These predictions must be validated to state their performance. We have implemented a standard training set/test set procedure to quantify the precision and sensitivity of the predictions. Figure 1 shows a graphical representation of the proposal. Firstly, the model using gene information is built. This model was validated on gene functions. Then, this model is applied to predict isoform functions. The final output is the ISOGO matrix with 5,777 GO terms predictions for 79,864 coding isoforms. Figures S1S4 of Supplementary documentation contains a detailed graphical representation of the procedure to validate and generate the model.

Figure 1
figure 1

Overall proposal. Train and validation are performed with a train and a test set of genes respectively and the complete prediction model is built with the complete set of genes and finally it is applied to isoforms data achieving the final ISOGO matrix with [79,864 isoforms × 5,777 GO terms].

Isoform expression was collected from40 where Kallisto was applied to samples of The Cancer Genome Atlas (TCGA) resulting in 79,864 transcripts and 19,637 genes using 11,373 TCGA samples from 33 different cancer types. We also tested the algorithm using expression profiles from 200 normal samples from 32 different tissues of 122 donors41,42,43 and from the CCLE database (923 cell-lines corresponding to 24 cancer types). CCLE expression was also collected from40. Protein domains were obtained from the Pfam protein families database44. Data are available through the repositories cited in the Methods section.

Performance of GO predictions for genes

We evaluated ISOGO performance at the gene level by means of the Precision-Recall (PR) and the Receiver Operating Characteristic (ROC) curves. Specifically, we calculated the median of the area under the receiver operator curve (AUROC), the median of the area under the precision recall curve (AUPRC) and the number of functions with perfect performance i.e. AUROC and AUPRC equal to one (Table 1). We compared these results with Panwar et al.34 that performed a similar approach, where 2,129 GO terms were predicted with a median AUROC of 0.641 and a median AUPRC of 0.011. These 2,129 GO functions were annotated to a minimum of 20 and a maximum of 300 genes. We found an improvement both in terms of AUROC and AUPRC values (Table 1).

Table 1 Overall performance of each method and Panwar et al.34 AUROC column shows the median of the AUROC; AUPRC displays the median of the AUPRC for each method; #perfect column indicates the number of total functions with perfect performance. AUROC* and AUPRC* columns show the median of the AUROC and the AUPRC for those GO terms annotated to more than 20 and less than 300 genes to make a fair comparison with Panwar et al.

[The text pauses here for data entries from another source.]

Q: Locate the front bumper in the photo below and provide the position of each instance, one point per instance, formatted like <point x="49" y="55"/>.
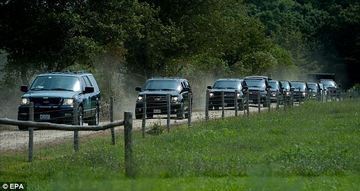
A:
<point x="53" y="114"/>
<point x="157" y="108"/>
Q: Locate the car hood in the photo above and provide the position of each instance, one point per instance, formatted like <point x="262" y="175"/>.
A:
<point x="256" y="89"/>
<point x="172" y="93"/>
<point x="64" y="94"/>
<point x="223" y="90"/>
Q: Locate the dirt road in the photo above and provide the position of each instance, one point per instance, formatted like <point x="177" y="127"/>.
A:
<point x="13" y="139"/>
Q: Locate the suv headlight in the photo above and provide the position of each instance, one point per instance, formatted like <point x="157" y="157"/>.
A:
<point x="25" y="101"/>
<point x="68" y="102"/>
<point x="139" y="99"/>
<point x="174" y="99"/>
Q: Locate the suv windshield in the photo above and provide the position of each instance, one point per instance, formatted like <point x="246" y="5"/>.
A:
<point x="257" y="83"/>
<point x="274" y="85"/>
<point x="298" y="85"/>
<point x="313" y="86"/>
<point x="63" y="83"/>
<point x="162" y="85"/>
<point x="328" y="83"/>
<point x="226" y="84"/>
<point x="285" y="85"/>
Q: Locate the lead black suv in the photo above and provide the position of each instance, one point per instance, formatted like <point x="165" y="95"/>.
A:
<point x="228" y="86"/>
<point x="57" y="96"/>
<point x="156" y="91"/>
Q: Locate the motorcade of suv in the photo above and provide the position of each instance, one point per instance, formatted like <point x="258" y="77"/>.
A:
<point x="255" y="85"/>
<point x="228" y="86"/>
<point x="314" y="90"/>
<point x="300" y="90"/>
<point x="156" y="90"/>
<point x="331" y="88"/>
<point x="274" y="90"/>
<point x="58" y="96"/>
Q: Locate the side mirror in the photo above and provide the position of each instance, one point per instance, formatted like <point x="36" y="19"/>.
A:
<point x="24" y="89"/>
<point x="89" y="90"/>
<point x="138" y="89"/>
<point x="185" y="90"/>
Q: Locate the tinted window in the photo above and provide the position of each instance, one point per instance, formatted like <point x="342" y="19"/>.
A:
<point x="87" y="81"/>
<point x="164" y="85"/>
<point x="286" y="85"/>
<point x="257" y="83"/>
<point x="313" y="86"/>
<point x="298" y="85"/>
<point x="328" y="83"/>
<point x="274" y="85"/>
<point x="67" y="83"/>
<point x="227" y="84"/>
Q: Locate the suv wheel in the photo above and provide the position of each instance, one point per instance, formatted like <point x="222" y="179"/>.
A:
<point x="180" y="113"/>
<point x="96" y="119"/>
<point x="149" y="115"/>
<point x="23" y="128"/>
<point x="138" y="115"/>
<point x="80" y="116"/>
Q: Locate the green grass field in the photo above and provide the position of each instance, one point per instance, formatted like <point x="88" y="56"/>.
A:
<point x="312" y="147"/>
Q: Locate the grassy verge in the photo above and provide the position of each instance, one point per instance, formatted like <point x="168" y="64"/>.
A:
<point x="313" y="147"/>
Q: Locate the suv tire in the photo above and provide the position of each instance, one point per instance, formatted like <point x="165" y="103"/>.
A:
<point x="180" y="113"/>
<point x="95" y="119"/>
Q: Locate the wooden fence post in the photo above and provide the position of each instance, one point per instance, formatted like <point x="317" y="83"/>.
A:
<point x="277" y="100"/>
<point x="128" y="124"/>
<point x="76" y="122"/>
<point x="207" y="105"/>
<point x="236" y="102"/>
<point x="259" y="101"/>
<point x="113" y="141"/>
<point x="247" y="103"/>
<point x="268" y="99"/>
<point x="31" y="132"/>
<point x="143" y="123"/>
<point x="189" y="109"/>
<point x="222" y="105"/>
<point x="168" y="112"/>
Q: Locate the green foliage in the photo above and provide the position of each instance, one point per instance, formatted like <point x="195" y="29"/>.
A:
<point x="312" y="147"/>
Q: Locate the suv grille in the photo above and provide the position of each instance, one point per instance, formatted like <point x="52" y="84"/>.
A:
<point x="45" y="101"/>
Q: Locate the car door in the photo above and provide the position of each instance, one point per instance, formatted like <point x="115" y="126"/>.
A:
<point x="86" y="98"/>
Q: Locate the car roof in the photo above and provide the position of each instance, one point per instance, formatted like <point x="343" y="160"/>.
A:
<point x="274" y="81"/>
<point x="168" y="78"/>
<point x="229" y="79"/>
<point x="65" y="74"/>
<point x="257" y="77"/>
<point x="312" y="83"/>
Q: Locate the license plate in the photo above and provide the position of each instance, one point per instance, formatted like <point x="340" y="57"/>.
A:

Our results -excluding from this comparison GO terms annotated to less than 20 genes not included in34- for the Correlation method outperform this method in terms of AUROC (0.733 vs 0.641) whereas in AUPRC both methods have similar performance (0.012 vs 0.011). Li et al.5 also uses expression to build the model and its AUROC is similar both to ISOGO and Panwar ones (mean AUROC of 0.67, Figs. S5 and S6).

For the Combination method, both the AUROC (0.816 vs 0.641) and, especially, the AUPRC (0.0646 vs 0.011) outpace Panwar’s results. The integration of both sources of information is the most important reason why ISOGO provides better predictions than previous approaches.

Correlation method outperforms Domain-based regression in terms of AUROC. On the contrary, Domain-based regression betters Correlation method if AUPRC is considered. Domain-based regression is better to avoid false positives, i.e. it can be very precise for low values of recall. Correlation method provides better precision than Domain-based regression for large values of recall (Fig. S7). In addition, Domain-based regression is able to perfectly predict 147 GO terms. For these genes, the presence of some domains is sufficient to state univocally their functions. Correlation method achieves this perfect performance only for 11 genes. The Combination method outperforms them in all the three aspects (AUROC value of 0.816, AUPRC value of 0.0414 and 191 GO terms with perfect performance).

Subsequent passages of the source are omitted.